Os governadores que aderirem ao Compromisso — e tenho certeza de que todos os 27 farão isso — serão responsáveis por estabelecer, em conjunto com seus municípios, as políticas locais de alfabetização. Temos iniciativas feitas com os pês no chão, de acordo com a necessidade e a realidade local e não concebidas à distância ou em um gabinete na Esplanada dos Ministérios.
Já o Governo Federal investirá R$ 1,950 bilhão no Programa em 2023, e mais R$ 550 milhões por ano, entre 2024 e 2026. Serão recursos para a formação de professores e gestores, para materiais de ensino, e mesmo para a infraestrutura das escolas. Juntos, vamos garantir que 100% das crianças estejam alfabetizadas ao concluir o 2º ano do ensino fundamental. E mais. Vamos correr atrás do tempo perdido e dar um apoio especial para as crianças do 3º ao 5º ano que tiveram a sua aprendizagem atrasada nos anos anteriores. Nosso compromisso é claro: nenhuma criança brasileira ficará para trás.
Estados, municípios e especialistas, os gestores e os professores, mostrarão que juntos somos capazes de ajudar as nossas meninas e meninos a superarem os males que pandemia e o descaso causaram a elas. Não há nada mais importante do que garantir que as crianças exerçam os seus direitos, inclusive, o direito de serem alfabetizadas.
Amigas e amigos,
Desde o início do governo temos priorizado os investimentos em educação. Depois de anos corroídos pela inflação, as bolsas para formação de professores da educação básica tiveram reajustes de 40 a 75% no mês de fevereiro. Em 2023 serão concedidas mais de 125 mil bolsas desse tipo. Em março, fizemos reajuste de até 39% nos repasses do Programa Nacional de Alimentação Escolar, o PNAE. Com isso, aumentamos em R$ 1,5 bilhão os valores para a alimentação, que chegarão ao total de R$ 5,5 bilhões este ano.
Em abril, anunciamos um pacote de R$ 3 bilhões para prevenção e combate à violência nas escolas públicas de educação básica. O ambiente escolar continuará sendo (como sempre deveria ter sido) o espaço da harmonia e da aprendizagem. Não deixaremos nunca que o discurso do ódio das redes tome conta de onde é construído o futuro do nosso país. Em maio, assinei a medida provisória do Pacto Nacional pela Retomada de Obras da Educação Básica. São cerca de R$ 4 bilhões para concluir 3.500 construções que estão paralisadas ou inacabadas em todo o país, incluindo quase mil escolas de ensino fundamental.

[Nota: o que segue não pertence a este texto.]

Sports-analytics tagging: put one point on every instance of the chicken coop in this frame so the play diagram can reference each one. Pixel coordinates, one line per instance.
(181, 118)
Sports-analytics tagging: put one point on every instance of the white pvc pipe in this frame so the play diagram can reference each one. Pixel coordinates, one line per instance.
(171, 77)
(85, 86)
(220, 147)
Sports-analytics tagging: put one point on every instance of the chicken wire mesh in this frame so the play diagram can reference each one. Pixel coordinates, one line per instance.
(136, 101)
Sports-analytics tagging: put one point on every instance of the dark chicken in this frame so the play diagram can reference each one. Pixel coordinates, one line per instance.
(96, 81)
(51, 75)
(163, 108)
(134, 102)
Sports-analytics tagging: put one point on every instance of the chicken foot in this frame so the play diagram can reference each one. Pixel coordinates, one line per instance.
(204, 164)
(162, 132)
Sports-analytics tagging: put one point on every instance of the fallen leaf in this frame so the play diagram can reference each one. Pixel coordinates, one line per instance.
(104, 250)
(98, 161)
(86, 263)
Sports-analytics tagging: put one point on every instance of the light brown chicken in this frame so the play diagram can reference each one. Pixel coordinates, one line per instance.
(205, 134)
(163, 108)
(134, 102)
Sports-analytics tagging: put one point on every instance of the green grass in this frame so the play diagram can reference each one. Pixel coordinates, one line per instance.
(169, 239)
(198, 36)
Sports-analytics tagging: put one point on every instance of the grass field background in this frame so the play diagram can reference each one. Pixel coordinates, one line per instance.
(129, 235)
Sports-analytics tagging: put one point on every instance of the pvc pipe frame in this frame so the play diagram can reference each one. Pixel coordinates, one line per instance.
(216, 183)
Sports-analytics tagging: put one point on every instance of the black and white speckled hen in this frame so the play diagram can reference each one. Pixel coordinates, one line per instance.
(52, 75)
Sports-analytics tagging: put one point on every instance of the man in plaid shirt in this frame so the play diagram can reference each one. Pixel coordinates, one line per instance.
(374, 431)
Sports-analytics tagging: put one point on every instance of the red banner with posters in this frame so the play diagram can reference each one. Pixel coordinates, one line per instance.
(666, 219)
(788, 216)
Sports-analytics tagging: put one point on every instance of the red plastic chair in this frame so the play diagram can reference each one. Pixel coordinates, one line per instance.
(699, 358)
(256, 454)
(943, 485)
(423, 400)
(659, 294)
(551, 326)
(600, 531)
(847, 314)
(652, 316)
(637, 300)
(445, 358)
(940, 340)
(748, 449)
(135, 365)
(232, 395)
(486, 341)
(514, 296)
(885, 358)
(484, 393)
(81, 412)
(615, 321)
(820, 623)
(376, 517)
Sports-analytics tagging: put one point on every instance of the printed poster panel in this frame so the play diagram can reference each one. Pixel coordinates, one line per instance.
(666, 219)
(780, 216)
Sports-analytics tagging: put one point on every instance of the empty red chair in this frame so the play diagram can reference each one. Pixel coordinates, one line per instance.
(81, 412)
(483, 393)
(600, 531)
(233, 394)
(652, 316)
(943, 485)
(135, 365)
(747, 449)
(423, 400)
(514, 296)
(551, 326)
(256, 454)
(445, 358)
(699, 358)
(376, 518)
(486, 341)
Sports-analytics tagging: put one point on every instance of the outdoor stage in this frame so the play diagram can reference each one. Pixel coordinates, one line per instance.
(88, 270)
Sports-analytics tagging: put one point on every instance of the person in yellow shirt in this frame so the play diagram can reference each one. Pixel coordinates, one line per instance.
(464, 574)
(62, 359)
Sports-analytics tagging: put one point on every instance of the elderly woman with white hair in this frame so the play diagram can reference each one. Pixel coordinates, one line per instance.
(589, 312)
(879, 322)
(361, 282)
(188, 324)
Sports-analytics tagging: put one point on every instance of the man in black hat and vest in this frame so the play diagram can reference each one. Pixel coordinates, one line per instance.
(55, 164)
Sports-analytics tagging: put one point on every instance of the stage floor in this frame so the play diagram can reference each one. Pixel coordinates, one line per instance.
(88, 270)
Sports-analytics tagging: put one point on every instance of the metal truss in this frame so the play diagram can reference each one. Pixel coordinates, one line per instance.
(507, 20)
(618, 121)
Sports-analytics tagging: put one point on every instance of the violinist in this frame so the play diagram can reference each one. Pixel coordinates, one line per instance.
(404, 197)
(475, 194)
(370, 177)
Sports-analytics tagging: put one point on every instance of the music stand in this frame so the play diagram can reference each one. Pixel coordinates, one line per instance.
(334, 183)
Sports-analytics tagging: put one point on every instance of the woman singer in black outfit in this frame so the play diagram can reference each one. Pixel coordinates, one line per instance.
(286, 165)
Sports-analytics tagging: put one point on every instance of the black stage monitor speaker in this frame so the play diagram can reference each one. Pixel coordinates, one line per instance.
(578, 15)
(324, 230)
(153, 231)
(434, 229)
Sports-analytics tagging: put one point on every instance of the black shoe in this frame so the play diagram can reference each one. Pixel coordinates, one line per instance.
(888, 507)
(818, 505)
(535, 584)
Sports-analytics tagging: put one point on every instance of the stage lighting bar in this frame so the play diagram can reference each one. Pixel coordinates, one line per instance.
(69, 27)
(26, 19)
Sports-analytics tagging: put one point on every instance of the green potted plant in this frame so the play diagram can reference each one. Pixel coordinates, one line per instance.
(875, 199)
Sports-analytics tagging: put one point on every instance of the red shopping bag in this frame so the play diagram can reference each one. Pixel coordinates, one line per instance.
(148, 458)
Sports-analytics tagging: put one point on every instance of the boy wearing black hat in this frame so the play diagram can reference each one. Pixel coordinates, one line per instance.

Tudo isso, contudo, é apenas o começo de uma grande construção coletiva, de uma tarefa que continuará exigindo os esforços de cada um de nós, do Governo Federal, estadual e dos municípios. E que, tenho certeza, seguirá contando com a mais profunda dedicação de cada um de vocês que estão aqui. Faremos tudo isso pelas nossas crianças. Em troca, ganharemos um sorriso aberto, as brincadeiras e a alegria que contagiam o coração de cada adulto. Ganharemos também a certeza de que estamos cumprindo nosso dever: não deixar nenhuma criança sem exercer o sagrado direito de ser alfabetizada.
Que Deus nos ajude a cumprir essa tarefa que estamos assumindo agora.
Obrigado.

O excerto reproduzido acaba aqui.